# Schlauchboot Bodensee



## Shortay (1. Mai 2013)

Servus Boardies,

nächste Woche wollte ich mit Freundin zum Bodensee campenund evtl bissle Angeln.

Da man das nur mit Boot darf nun meine Frage.
Ich will nicht viel geld ausgeben da wir das vorerst nur den einen Samstag dann wohl brauchen werden.

http://www.ebay.de/itm/Intex-Seahaw...28?pt=LH_DefaultDomain_77&hash=item51a5556d30


taugt sowas fürn Bodensee für 2-3 Stunden aufs wasser ?
müssen ja ned bsonders weit rausfahren mit sonem kleinen ding...
Sicherheitstechnisch mach ich mir da auch bissle sorgen je anch wellengang mit so nem "badeboot" ?

Könnt mal gerne eure meinung hier lassen oder auch paar tips vorschläge was ihr kaufen würdet/habt.

Budget sollte eigentlich 100€ ned überschreiten

Gruß Chris


----------



## Shortay (1. Mai 2013)

*AW: Schlauchboot Bodensee*

achja mieten wär noch ne lösung aba da hab ich gesehn ein tag 80€ rum und danach is das geld weg und ich hab nedmal  kleines Boot , das wollt ich eigentlich nich. und wir wollten dann auch wenn möglich direkt am campingplatz direkt rauspaddeln nähe Friedrichshafen bis Hagnau oder so !


----------



## fabikus (3. Mai 2013)

*AW: Schlauchboot Bodensee*

Hey servus.
Bodensee mit kleinen badebooten beangeln...hmmm 
mit bisschen glück erwischt du handlange kretzer (barsche)
Oder nen döbel. 
man darf sehr wohl vom ufer angeln. und das würde ich
dir auch empfehlen. ansitzen auf aal in der nacht
gemütlich mit nem feuerlein.
Alternativ die häfen. 
wenn boot, dann was richtiges. so hast du mit sicherheit
kein spass.
Gruss f.


----------



## FT_07 (3. Mai 2013)

*AW: Schlauchboot Bodensee*

Wie wär`s damit?
http://www.amazon.de/Sevylor-Schlauchboot-Kajak-Riviera-205514/dp/B004ITO2Q2


----------



## Shortay (3. Mai 2013)

*AW: Schlauchboot Bodensee*

Danke für die antworten!
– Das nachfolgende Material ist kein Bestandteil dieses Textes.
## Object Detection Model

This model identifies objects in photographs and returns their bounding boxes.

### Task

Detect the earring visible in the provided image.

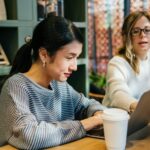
[43,61,46,68]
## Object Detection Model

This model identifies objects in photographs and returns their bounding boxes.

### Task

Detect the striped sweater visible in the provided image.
[0,73,103,150]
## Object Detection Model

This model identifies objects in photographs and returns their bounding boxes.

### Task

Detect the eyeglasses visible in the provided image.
[131,27,150,36]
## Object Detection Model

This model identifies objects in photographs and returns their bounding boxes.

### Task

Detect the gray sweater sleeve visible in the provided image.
[0,79,85,150]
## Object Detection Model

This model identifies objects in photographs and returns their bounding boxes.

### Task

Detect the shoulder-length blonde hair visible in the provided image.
[118,11,150,74]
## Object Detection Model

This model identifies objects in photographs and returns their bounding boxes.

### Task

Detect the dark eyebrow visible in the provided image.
[133,26,150,29]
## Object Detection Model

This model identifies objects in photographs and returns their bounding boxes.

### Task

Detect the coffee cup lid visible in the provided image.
[102,108,129,121]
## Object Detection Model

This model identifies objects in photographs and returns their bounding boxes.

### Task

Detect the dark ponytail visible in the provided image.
[10,43,32,75]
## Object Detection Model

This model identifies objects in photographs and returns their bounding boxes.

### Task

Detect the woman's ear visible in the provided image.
[39,48,49,68]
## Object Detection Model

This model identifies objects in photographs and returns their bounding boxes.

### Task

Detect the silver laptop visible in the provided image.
[87,91,150,140]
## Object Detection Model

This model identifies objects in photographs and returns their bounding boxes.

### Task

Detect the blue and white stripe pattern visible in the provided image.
[0,73,103,150]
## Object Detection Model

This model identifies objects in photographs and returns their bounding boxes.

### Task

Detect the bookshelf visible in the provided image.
[0,0,89,95]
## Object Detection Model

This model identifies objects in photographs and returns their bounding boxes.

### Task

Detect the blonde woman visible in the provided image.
[103,11,150,112]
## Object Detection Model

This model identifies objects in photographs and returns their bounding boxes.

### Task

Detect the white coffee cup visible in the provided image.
[102,108,129,150]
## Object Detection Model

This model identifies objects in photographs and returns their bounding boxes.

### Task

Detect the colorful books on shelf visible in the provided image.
[37,0,64,21]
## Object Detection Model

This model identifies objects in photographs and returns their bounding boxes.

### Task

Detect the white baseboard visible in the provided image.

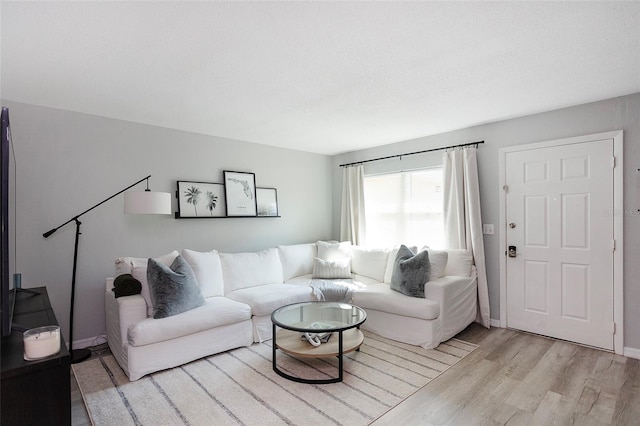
[67,333,107,349]
[622,347,640,359]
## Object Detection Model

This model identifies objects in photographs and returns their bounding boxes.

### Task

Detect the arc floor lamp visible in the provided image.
[42,175,171,364]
Habe nun eh gelesen das man ja in Ö ohne angelschein und freundin mit ne rute rauswerfen könnte also Ufer wär glaub doch ganz gut.
Das Sevylor is mir zu lang und wenig breit. glaub als bootanfänger bissle kippelig ? hab da keine ahnung aba denk desto breiter desto besser liegt son ding aufm wasser 

Gruß Chris


----------



## ZanderSeifi (11. Mai 2013)

*AW: Schlauchboot Bodensee*

Wie wäre es mit nem Belly Boot ?  Macht nen heiden spass.....


----------



## barschträumer (14. Mai 2013)

*AW: Schlauchboot Bodensee*

Auf passen welche länge in Deutschland müssen auch Ruderboote angemeldet werden Hat mir und meinen Vater  mal 2 Tage angeln und 40 oder 50 DM gekostet

Mfg


----------



## Eckhaard (15. Mai 2013)

*AW: Schlauchboot Bodensee*

Ich rate von Spielzeug dringend ab!

Du weißt doch wie es ist, man fährt dann doch etwas weiter raus ... Wenn dann z.B. Wind und Wellen aufkommen mit denen Du nicht gerechnet hast, biste schnell in Schwierigkeiten.

Ist mir schon mit dem Ruderboot passiert und das auf nem "kleinen" 120ha See.

Also: Boote mieten oder von Ufer.


----------